The Supplier may, after notifying the Customer, use the Customer as a reference and refer to any project or work performed for the Customer in published case studies or other marketing material.

Following a request by the disclosing party, the recipient must promptly return or destroy (and certify the destruction of) the disclosing party’s confidential information, except that the recipient will be entitled to retain archival copies of the confidential information for legal, regulatory or compliance purposes.

12. TERM AND TERMINATION

This Agreement will commence on the commencement date shown in the order form and will continue for the initial term, unless extended or terminated in accordance with this clause.
Subject to this clause, at the expiry of the initial term and each subsequent further term, if any, this Agreement will automatically extend for a further term of 12 months on the same terms and conditions. If a party does not wish this Agreement to continue for a further term, it must give the other party notice at least 90 days before expiry of the initial term or the then current further term, as applicable.

Either party may terminate this Agreement by notice if (a) the other party commits a material breach of this Agreement and that party does not, within 30 days of written notice, remedy the breach; or (b) an insolvency event applies to the other party.

Upon termination, the Customer and its users’ rights to access and use MiOK will cease. Any outstanding charges are immediately due and payable. The Customer acknowledges that any pre-paid charges are non-refundable. Termination will not affect accrued rights of either party.
The provisions of this Agreement which are capable of having effect after termination or expiry will survive any termination or expiry.

13. FORCE MAJEURE

A party is not liable for any delay or failure to perform an obligation under this Agreement, other than a payment obligation, if the party is unable to perform that obligation due to the occurrence of an event beyond its reasonable control and which that party would not, by the exercise of all due diligence, have been able to avoid or overcome, including, without limitation, strikes, lock-outs, acts of God, war, riot, terrorism, civil commotion, sabotage, malicious acts of damage, fire, embargo or failure of the public electricity supply, water or other utility shortage (“Force Majeure Event”). Such relief from liability only applies during the period that the party is prevented by the Force Majeure Event from performing its obligations and could not have overcome the effects of the Force Majeure Event by the exercise of all due diligence.

14. GENERAL

The failure of either party to insist upon a strict performance of any term of this Agreement will not be deemed a waiver of any subsequent breach or default of the terms of this Agreement.
This Agreement may only be varied, supplemented, replaced or amended by agreement in writing executed by duly authorised officers of both parties.

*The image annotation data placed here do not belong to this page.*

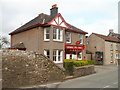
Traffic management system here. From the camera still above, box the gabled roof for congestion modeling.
[108,32,120,39]
[92,33,120,43]
[9,13,87,35]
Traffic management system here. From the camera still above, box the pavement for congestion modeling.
[18,65,118,88]
[0,65,118,90]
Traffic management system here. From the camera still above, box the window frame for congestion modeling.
[44,28,50,41]
[66,32,71,43]
[53,50,63,63]
[44,49,50,58]
[79,34,84,44]
[53,27,63,41]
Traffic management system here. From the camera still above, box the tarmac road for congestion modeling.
[57,65,118,90]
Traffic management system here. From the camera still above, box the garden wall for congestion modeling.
[73,65,95,77]
[1,50,65,88]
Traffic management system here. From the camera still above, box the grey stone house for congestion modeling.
[87,33,120,65]
[9,4,87,63]
[108,29,120,60]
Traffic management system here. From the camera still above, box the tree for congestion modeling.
[0,36,10,49]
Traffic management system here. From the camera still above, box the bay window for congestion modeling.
[66,32,71,43]
[53,50,62,63]
[79,34,83,44]
[44,50,50,58]
[53,28,63,41]
[44,28,50,41]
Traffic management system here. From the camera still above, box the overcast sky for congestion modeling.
[0,0,119,37]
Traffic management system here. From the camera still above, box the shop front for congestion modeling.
[65,45,85,60]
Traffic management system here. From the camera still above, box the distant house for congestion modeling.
[9,4,87,63]
[108,29,120,60]
[87,33,120,65]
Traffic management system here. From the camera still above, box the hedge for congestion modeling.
[64,59,94,68]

Nothing in this Agreement may be construed as creating a relationship of partnership, joint venture, employee, servant, agency or a relationship of trustee and beneficiary between the parties by reason of this Agreement.

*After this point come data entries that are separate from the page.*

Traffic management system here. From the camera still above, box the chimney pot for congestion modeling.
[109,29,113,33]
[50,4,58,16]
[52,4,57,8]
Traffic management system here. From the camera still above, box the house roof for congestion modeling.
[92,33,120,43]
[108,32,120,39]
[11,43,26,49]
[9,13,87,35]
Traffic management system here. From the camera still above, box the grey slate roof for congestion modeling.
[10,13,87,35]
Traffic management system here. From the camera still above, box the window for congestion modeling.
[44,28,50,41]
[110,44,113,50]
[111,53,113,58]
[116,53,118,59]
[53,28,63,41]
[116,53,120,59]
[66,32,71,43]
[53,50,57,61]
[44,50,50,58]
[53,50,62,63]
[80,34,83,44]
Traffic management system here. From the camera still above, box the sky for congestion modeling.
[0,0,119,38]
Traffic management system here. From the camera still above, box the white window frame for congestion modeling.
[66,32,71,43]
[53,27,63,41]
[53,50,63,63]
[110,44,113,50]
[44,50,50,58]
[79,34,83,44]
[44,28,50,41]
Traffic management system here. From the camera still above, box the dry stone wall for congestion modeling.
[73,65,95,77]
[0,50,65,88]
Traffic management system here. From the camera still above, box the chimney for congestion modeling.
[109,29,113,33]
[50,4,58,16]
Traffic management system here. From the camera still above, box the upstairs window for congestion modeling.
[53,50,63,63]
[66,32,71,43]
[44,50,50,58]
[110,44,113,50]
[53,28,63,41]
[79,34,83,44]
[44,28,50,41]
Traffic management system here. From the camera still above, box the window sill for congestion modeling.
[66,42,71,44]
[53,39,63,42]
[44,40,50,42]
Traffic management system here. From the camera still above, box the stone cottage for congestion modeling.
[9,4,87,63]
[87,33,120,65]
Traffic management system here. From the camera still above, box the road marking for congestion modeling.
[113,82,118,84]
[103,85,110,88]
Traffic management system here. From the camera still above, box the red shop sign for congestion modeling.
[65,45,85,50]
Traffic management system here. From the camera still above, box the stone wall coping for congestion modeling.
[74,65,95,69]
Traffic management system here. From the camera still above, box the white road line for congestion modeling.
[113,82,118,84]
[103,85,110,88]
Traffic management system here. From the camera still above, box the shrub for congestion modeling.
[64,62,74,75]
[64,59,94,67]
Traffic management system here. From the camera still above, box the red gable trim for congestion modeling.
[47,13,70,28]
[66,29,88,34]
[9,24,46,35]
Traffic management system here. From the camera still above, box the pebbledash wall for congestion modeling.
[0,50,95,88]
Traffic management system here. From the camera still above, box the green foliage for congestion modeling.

Neither party has the authority to bind the other party or make commitments of any kind on their behalf except where authorised in writing to do so by a duly authorised representative of the other party.

This Agreement embodies the entire understanding and agreement between the parties as to the subject matter of this Agreement.

All previous negotiations, understandings, representations, warranties, memoranda or commitments in relation to, or in any way affecting, the subject matter of this Agreement are merged in and superseded by this document and will be of no force or effect whatever and neither party will be liable to the other party in respect of those matters.
This Agreement is governed by and will be construed in accordance with the laws of Victoria, Australia.

The parties irrevocably and unconditionally agree to submit to the exclusive jurisdiction of the courts of Victoria in respect of all matters arising out of or relating to this Agreement, its performance or subject matter.